My skeeter pee is going good after about 36 hours but has a strong not so pleasent smell. I have been stiring 2 times a day and following the recipe on skeeterpee website ..is this smell normal and will it go away

Sent from my SCH-I535 using Wine Making mobile app


----------



## dralarms (Mar 1, 2014)

What does it remind you of when you smell, it?


----------



## Julie (Mar 1, 2014)

Can you describe the smell. Some smells are good while others are bad and it is difficult to say whether or not you are have a good smell or a bad smell without a better description


----------



## derunner (Mar 1, 2014)

Personally, I think a lot of ferments smell better at the beginning then the end. I just finished the primary ferment of skeeter pee and it was the same. The lemon smell is fairly strong at the start, but after a week it is not a strong smell. A piesporter was an exception, but probably because of the elderflower smell so good.

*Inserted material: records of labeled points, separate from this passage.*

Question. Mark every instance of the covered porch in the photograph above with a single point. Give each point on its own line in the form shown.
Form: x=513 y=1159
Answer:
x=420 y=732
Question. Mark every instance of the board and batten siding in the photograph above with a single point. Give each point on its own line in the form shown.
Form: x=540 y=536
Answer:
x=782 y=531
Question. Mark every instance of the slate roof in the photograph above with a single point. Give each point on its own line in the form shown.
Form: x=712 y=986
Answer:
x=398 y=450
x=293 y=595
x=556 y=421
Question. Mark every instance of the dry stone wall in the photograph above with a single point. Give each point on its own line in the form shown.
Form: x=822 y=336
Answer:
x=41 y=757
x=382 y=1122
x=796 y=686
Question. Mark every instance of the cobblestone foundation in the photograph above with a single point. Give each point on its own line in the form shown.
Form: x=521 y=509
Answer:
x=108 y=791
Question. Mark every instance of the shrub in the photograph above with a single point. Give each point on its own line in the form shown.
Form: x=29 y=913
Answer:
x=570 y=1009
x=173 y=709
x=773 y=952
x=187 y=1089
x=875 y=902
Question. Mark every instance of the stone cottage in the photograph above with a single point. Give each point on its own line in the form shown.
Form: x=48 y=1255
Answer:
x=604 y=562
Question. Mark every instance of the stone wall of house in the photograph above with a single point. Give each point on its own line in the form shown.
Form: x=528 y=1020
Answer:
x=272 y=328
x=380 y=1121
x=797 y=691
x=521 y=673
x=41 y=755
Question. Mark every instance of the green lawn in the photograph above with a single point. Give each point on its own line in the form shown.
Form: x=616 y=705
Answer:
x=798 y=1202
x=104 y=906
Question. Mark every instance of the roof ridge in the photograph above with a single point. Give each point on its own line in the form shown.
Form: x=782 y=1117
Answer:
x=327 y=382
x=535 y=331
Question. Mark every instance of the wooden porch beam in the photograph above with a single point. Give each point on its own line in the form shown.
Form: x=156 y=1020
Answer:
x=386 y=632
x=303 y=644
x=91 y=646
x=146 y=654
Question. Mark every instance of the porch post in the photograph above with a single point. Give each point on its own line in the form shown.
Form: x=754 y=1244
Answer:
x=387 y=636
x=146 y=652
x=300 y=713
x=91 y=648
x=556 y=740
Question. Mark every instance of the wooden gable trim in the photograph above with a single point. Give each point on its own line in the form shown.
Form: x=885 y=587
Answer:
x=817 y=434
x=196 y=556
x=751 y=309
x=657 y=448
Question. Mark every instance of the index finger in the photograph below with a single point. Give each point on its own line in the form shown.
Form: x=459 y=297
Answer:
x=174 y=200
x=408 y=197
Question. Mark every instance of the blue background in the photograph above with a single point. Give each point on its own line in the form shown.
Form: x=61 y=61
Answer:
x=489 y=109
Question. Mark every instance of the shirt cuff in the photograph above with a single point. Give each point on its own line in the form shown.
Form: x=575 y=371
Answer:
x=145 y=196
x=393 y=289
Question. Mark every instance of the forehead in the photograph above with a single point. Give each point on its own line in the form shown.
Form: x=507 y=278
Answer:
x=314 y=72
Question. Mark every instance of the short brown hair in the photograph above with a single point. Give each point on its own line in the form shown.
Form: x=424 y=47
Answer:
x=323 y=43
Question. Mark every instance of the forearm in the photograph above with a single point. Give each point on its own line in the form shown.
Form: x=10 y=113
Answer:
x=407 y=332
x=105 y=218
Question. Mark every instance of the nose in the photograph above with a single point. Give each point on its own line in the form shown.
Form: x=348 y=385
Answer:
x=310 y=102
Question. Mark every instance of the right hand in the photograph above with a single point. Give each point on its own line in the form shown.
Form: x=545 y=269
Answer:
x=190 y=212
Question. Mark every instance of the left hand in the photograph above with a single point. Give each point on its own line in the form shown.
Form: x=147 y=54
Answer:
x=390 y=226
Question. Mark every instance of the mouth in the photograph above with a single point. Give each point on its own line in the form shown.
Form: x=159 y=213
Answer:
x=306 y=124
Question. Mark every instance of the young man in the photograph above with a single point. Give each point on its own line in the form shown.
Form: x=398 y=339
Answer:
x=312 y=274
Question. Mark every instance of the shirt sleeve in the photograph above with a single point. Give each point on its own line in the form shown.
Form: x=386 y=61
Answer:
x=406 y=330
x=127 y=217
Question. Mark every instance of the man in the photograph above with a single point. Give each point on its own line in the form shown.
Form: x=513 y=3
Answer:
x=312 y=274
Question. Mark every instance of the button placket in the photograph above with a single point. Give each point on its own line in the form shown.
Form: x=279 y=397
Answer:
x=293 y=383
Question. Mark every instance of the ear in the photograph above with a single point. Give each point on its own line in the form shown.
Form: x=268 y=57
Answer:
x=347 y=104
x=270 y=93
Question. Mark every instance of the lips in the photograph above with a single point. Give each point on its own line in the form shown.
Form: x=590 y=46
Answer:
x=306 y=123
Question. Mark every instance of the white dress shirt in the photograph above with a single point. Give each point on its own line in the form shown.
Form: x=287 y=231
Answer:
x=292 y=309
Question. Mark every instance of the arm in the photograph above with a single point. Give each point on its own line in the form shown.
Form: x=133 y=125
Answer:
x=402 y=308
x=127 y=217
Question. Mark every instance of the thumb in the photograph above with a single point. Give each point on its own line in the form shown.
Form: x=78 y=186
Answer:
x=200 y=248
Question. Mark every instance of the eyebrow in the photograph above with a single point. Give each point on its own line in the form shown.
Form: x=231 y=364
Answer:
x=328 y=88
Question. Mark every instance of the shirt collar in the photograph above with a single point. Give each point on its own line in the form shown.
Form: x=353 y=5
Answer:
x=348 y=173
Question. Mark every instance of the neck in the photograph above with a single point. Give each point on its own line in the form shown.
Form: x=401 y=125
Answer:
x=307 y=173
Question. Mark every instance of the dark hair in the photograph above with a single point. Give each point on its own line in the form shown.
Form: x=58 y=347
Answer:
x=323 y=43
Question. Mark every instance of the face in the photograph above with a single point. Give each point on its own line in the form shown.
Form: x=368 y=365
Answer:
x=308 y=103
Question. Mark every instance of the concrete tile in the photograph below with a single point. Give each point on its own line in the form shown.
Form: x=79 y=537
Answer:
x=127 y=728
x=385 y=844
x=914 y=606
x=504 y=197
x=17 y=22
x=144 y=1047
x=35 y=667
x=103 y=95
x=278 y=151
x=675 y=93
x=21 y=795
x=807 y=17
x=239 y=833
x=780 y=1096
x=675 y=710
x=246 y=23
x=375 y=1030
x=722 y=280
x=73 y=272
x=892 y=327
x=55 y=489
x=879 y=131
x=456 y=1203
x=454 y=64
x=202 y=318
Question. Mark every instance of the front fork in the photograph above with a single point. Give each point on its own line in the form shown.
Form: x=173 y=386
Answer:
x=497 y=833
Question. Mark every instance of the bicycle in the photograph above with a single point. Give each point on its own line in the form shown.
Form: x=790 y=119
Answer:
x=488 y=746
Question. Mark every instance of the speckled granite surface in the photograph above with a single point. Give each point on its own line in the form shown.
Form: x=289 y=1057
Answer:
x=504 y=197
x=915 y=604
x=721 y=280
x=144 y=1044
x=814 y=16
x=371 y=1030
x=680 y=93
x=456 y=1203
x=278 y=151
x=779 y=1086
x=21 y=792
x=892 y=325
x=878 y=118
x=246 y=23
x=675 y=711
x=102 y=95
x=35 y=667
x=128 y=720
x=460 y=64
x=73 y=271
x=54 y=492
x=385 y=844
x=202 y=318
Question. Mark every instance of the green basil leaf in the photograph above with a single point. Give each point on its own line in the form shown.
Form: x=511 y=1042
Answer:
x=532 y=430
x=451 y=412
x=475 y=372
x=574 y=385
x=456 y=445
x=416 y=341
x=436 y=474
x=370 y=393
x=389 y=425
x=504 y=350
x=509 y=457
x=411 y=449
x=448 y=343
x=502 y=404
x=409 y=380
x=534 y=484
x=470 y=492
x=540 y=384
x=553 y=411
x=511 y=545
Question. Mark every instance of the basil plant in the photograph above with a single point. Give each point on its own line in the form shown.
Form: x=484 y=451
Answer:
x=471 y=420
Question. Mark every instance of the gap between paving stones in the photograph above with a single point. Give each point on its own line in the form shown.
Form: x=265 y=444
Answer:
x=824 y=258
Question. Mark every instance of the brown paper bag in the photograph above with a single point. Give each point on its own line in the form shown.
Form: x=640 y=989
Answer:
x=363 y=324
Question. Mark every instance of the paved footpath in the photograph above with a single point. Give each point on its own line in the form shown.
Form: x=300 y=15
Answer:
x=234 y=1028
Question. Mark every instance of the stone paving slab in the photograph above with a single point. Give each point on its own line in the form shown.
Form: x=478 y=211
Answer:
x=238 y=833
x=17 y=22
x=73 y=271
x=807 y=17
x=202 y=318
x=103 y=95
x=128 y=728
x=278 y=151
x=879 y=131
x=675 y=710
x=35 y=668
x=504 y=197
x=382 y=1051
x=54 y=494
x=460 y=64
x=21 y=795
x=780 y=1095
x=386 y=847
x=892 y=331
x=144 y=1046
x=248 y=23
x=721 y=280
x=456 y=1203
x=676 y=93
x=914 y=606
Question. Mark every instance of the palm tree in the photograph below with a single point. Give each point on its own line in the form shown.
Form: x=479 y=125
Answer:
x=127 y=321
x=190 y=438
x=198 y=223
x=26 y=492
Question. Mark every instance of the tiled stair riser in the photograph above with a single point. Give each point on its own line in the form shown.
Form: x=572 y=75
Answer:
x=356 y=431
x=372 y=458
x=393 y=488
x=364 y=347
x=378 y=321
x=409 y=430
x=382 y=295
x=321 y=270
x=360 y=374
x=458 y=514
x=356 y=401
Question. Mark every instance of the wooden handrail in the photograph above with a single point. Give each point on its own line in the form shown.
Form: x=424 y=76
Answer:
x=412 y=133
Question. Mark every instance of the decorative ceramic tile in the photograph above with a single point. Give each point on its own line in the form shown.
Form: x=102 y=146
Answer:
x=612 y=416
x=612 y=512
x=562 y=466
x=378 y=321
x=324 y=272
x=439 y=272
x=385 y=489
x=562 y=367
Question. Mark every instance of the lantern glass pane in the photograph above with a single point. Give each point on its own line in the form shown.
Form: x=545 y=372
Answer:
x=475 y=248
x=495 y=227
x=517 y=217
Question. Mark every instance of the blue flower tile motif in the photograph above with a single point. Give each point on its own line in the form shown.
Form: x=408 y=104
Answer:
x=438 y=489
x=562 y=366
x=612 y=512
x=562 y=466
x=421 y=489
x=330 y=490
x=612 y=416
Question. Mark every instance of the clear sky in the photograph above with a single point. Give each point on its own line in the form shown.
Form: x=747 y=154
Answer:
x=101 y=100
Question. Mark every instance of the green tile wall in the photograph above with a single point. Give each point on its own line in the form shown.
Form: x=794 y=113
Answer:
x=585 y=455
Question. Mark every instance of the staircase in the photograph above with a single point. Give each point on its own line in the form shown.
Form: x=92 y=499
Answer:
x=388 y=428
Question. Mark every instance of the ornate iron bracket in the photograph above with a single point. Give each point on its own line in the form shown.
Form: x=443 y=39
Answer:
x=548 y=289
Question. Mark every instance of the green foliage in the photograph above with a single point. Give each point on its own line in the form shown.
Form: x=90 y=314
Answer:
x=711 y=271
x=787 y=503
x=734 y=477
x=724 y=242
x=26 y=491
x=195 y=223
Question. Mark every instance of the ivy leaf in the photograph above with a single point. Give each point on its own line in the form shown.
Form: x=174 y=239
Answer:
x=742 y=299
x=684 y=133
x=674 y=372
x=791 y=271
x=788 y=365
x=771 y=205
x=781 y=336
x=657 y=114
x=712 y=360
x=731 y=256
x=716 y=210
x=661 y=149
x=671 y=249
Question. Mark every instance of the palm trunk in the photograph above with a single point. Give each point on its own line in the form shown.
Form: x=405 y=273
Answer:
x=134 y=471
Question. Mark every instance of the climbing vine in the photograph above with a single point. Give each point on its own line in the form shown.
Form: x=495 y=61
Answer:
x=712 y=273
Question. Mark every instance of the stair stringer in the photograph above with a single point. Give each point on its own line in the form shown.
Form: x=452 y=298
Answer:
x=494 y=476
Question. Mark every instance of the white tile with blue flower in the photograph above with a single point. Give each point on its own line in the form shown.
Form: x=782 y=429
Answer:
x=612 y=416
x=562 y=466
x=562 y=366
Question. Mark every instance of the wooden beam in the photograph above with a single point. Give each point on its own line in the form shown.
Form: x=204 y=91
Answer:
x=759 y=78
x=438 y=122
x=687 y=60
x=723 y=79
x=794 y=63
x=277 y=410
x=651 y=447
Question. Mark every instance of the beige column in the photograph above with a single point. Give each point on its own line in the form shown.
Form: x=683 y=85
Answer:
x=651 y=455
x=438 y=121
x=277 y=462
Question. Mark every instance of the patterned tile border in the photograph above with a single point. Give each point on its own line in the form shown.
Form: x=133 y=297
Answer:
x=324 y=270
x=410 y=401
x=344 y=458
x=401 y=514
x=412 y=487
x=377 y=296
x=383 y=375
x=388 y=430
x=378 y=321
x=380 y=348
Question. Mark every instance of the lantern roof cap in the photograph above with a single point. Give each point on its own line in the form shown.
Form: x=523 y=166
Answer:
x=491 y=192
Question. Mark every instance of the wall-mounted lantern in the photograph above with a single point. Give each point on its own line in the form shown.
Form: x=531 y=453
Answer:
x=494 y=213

As others said there are bad smells, so let us know.


----------



## chris400 (Mar 1, 2014)

Hard to say..not like a egg smell but not appitising either....i stired it good and it seemed to go away some .....ive herd others say it smelled bad at first then turned out good 

Sent from my SCH-I535 using Wine Making mobile app


----------



## chris400 (Mar 2, 2014)

Did my morning stir and smell is lots better .....SG was close to the 1.050 and it should be there this eve so ill add my yeast nutrient and stuff this afternoon 

Sent from my SCH-I535 using Wine Making mobile app


----------



## chris400 (Mar 3, 2014)

SG was right at 1.050 added my last bottle of juice and nutrients yesterday eve gonna see what i got going this morn

Sent from my SCH-I535 using Wine Making mobile app


----------



## FTC Wines (Mar 3, 2014)

My last SP, just put in secondary had a strong smell also & a long active fermentation. 12 days in primary, to instructions, then to secondary @ 1.007. The smell was a little like paint thinner! Whisked a bunch. This is my 9-10th batch. Possible temp was too high, 78-80* going fishing for 2 days, will taste & sniff when we get back. Roy


----------



## chris400 (Mar 3, 2014)

My temp been running bout 72 - 75

Sent from my SCH-I535 using Wine Making mobile app


----------